LOGINLys
Il y a des matins où le monde semble suspendu entre deux respirations. Où tout est calme, trop calme, comme si l’univers lui-même retenait son souffle, attendant qu’un événement vienne rompre le silence. Ce matin-là en faisait partie. Le ciel était d’un gris perle, immobile, la lumière diffuse filtrait à peine à travers la grande verrière de l’atelier. J’étais assise en tailleur sur le vieux tabouret en bois qui grinçait doucement sous mes mouvements lents. Une tasse de café tiède, oubliée depuis longtemps, tenait encore dans mes mains tremblantes, tandis que mes yeux fatigués scrutaient la surface terne du ciel. Le silence, ce silence épais, pesant, presque palpable, m’enveloppait, comme un cocon étouffant. J’avais appris à l’apprivoiser, à y trouver un semblant de paix.
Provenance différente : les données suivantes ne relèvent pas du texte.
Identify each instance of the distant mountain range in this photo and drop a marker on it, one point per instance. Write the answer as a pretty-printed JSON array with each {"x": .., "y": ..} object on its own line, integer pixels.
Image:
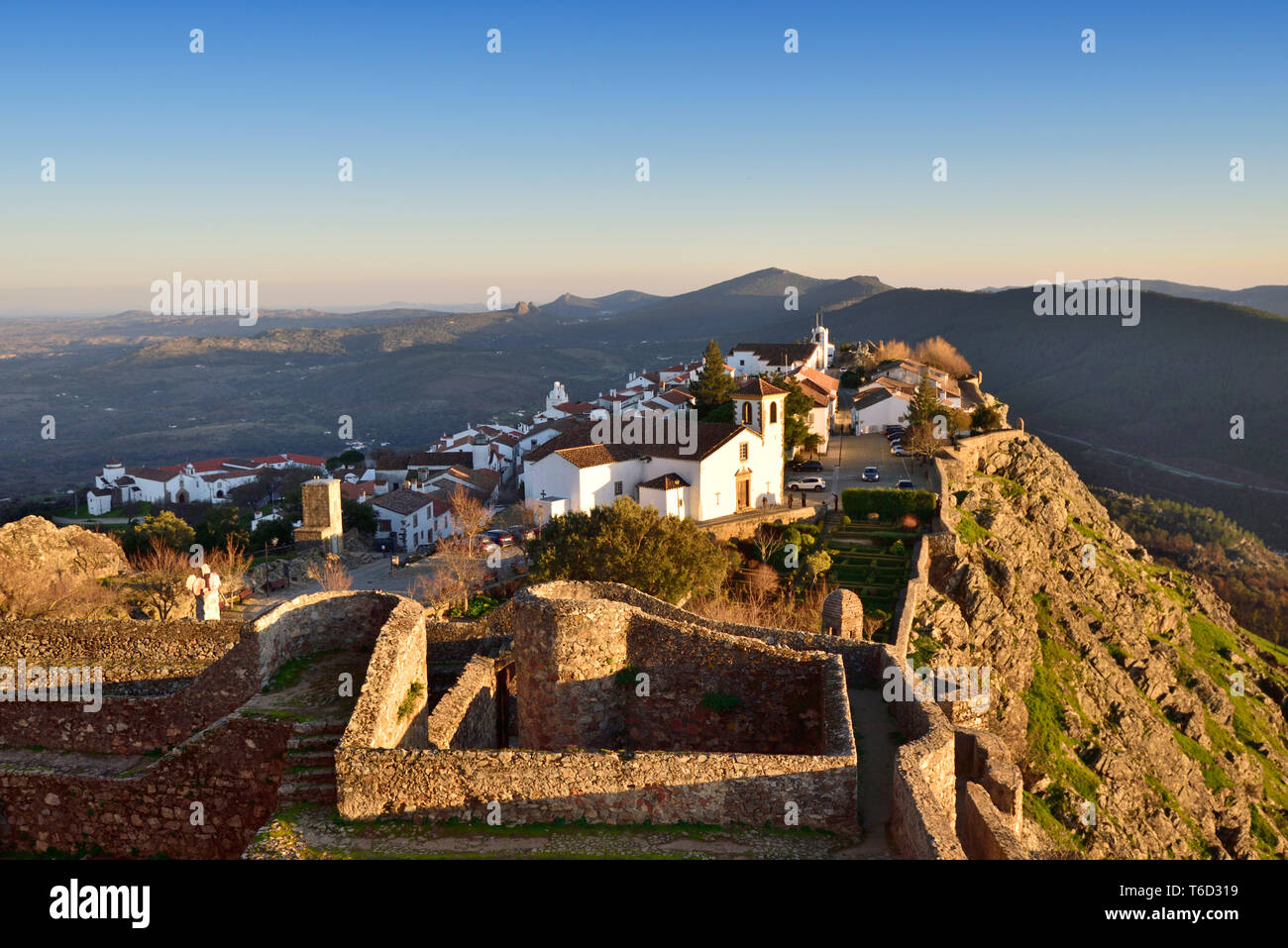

Je m’appelle Lysandre, mais tout le monde m’appelle Lys. C’est plus court. Plus simple. Moins encombrant. Je suis restauratrice d’art, une passeuse entre les époques, spécialisée dans les reliures anciennes et les manuscrits oubliés, ceux que le temps a ensevelis sous la poussière et les décombres. Mon travail est un dialogue muet avec l’histoire, un lent et méticuleux combat contre l’usure des siècles. Redonner vie à ce que l’oubli menace d’engloutir, voilà ma tâche quotidienne. C’est un métier d’ombre, de patience et de respect, une délicate chorégraphie entre la fragilité du passé et la rigueur du présent. Parfois, je me dis que c’est tout ce que je mérite : travailler avec des fragments d’histoires qui ne parlent plus, des pages effacées, des mots tus à jamais.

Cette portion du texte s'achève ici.